Expanding Context & Delivery
One of the more boring features of yara_tools that is deceptively useful are its facilities for adding comments. This is especially useful when you need to return to an obscure rule and understand what the heck is going on.
- Add as many meta fields as you like.
- Enjoy the ability to add in-line comments to strings.
Handling Binary Data
Pass yara_tools.add_binary_strings() a raw piece of binary data and get an automatically-added hex-string in return.
Complex Conditions: Introduction to “Condition Groups”
Check Out: Example 5 — (Kaspersky & STONEDRILL)
My ultimate benchmark in measuring the capabilities of yara_tools was the ability to create complex conditions.
I spent a lot of time studying very obscure rules that I, and others in the community have written and went through a few scenarios to ensure that I could at least create the same rule both programmatically and syntactically.
In my introduction, I mention that a combination of factors go into authoring a decent YARA rule: Here’s what a fictitious yet horrifyingly real-world condition usually looks like from an analyst who has studied a corpus of related malware and has determined that a unique combination of strings make it unique:
> (all of ($s*) and 3 of ($x)) or (any of ($y*) and 1 of ($s*)) or ($s1 and #o >= 42 and any of ($a,$b,$c,$d))
To facilitate complex conditions like these, I aimed to replicate how I infer humans think when composing a YARA rule.
Enter “Condition Groups.”
In the opening image for this section, I illustrate a complex set of conditions & relationships to demonstrate how conditions can be used, re-used, related, and chained. Each node represents a group of conditions and each line represents a nested relationship.
During your journey of authoring a YARA signature, you may have a set of conditions that represent a singular set of attributes (a “thing”) that makes something unique. You may want to use that singular “thing” in another group of “things” and those “things” as part of another set of “things” and so on. Instead of re-creating the same condition multiple times, you can create one group of conditions and which can later be referenced to another distinct group(s) of conditions.
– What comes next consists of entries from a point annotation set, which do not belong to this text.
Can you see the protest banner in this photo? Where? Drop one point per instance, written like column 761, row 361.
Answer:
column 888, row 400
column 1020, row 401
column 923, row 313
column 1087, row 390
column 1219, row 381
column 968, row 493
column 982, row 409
This concept is referred to in yara_tools as a Condition Group.
Condition Groups are containers for conditions.
- A condition group has a single configurable boolean assigned to all expressions within it.
- A condition group may have one or many expressions and conditions within them.
- A condition group can be negated/inverted (not modifier)
- An expression can be used within many condition groups.
- Condition groups can be related to one another and nested.
Ideally, you should use conditions groups to create expressions that are of similar purpose and spirit.
- For example, a common anchoring set of conditions & expressions often revolve around validating file formats (i.e. PECOFF, MZ header, DOS string, sections, etc.)
yara_tools allows you to create relationships between condition groups by defining “parent_group” in the corresponding call, and as illustrated, condition groups can have a 1:N relationship.
Always remember, define your groups incrementally as they would ideally be represented on paper and please… please… Keep Your Condition Groups Simple (KYCGS).
Hidden Gotcha’s & Last Words
First and foremost, yara_tools does not validate your inputs or the rules you make. It knows the format, it gives you functions to freely add things to it. Given the expansion of development YARA has seen in recent years, this was by design.
Secondly, condition groups are new and might cause some headaches. So, I give you a piece of advice that you must not forget: conditions are order-based.
- The order in which you add conditions matters.
- The order in which you add condition groups also matter.
- There is a concept of a “global condition”, that is, a condition that is not a condition group. Those are always added first. Condition Groups are added after.
yara_tools was initially developed about four years ago when I built the beta version of ripPEv2 (get the OG version of ripPE here!); however, it’s seen some limited testing. I dev’d it & use it but it still has some way to go in terms of being fully robust. There will be bugs.
Fork & please submit a pull request!